What's really important is a whole host of minimally invasive surgical techniques, and these are office-based treatments that are new, that obviate the need for regional or general anesthesia. They don't have a hospital stay. There's no need for discontinuation of anticoagulation therapy for many of these. And so, I think the last probably 10 to 15 years has really seen an increase in these minimally invasive techniques that do not require the resources or the time and anesthesia that TURP does. So, as we go through these guidelines over the next several discussions, the AUA guidelines have selected an index patient and prostate size cutoffs. And so, for the future discussions, the guideline index patient is a male, who is 45 years or older, who's consulting a qualified clinician for his lower urinary tract symptoms. This individual does not have a history suggesting non-BPH causes of LUTS, and his LUTS may or may not be associated with an enlarged prostate gland, bladder outlet obstruction, or histological BPH.

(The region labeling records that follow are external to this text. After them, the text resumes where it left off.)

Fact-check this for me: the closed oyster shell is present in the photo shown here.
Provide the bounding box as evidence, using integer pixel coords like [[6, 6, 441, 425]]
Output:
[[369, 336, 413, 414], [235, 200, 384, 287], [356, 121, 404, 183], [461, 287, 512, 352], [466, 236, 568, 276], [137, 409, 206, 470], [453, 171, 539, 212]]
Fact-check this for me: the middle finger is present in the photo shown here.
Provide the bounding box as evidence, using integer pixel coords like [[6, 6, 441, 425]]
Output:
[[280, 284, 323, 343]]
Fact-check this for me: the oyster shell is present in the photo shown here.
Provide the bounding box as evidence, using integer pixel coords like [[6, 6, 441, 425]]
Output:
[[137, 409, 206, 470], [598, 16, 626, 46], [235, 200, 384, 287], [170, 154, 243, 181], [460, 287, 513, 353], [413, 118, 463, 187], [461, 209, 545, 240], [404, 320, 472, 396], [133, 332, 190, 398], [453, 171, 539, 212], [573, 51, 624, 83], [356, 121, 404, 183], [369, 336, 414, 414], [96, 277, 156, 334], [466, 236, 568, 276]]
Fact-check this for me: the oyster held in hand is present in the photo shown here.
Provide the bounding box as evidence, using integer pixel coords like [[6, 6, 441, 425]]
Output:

When we think about size categories, the panel recommends four different breakdowns. So, small prostates, are less than 30 grams. An average-sized prostate, 30 to 80 grams. Large prostate, 80 to 150 grams, and very large is defined as greater than 150 grams. So, in conclusion, BPH is a histological diagnosis. We know that lower urinary tract symptoms are common, especially with increasing prevalence with age, up to 90% in elderly men. The IPSS-AUA symptom index is a common and an established tool for evaluating symptoms. And TURP is the gold standard treatment, but there are many new minimally invasive procedures that have been established over the last several years. We thank you very much for your attention. We hope you enjoyed this UroToday AUA guidelines discussion looking at BPH epidemiology.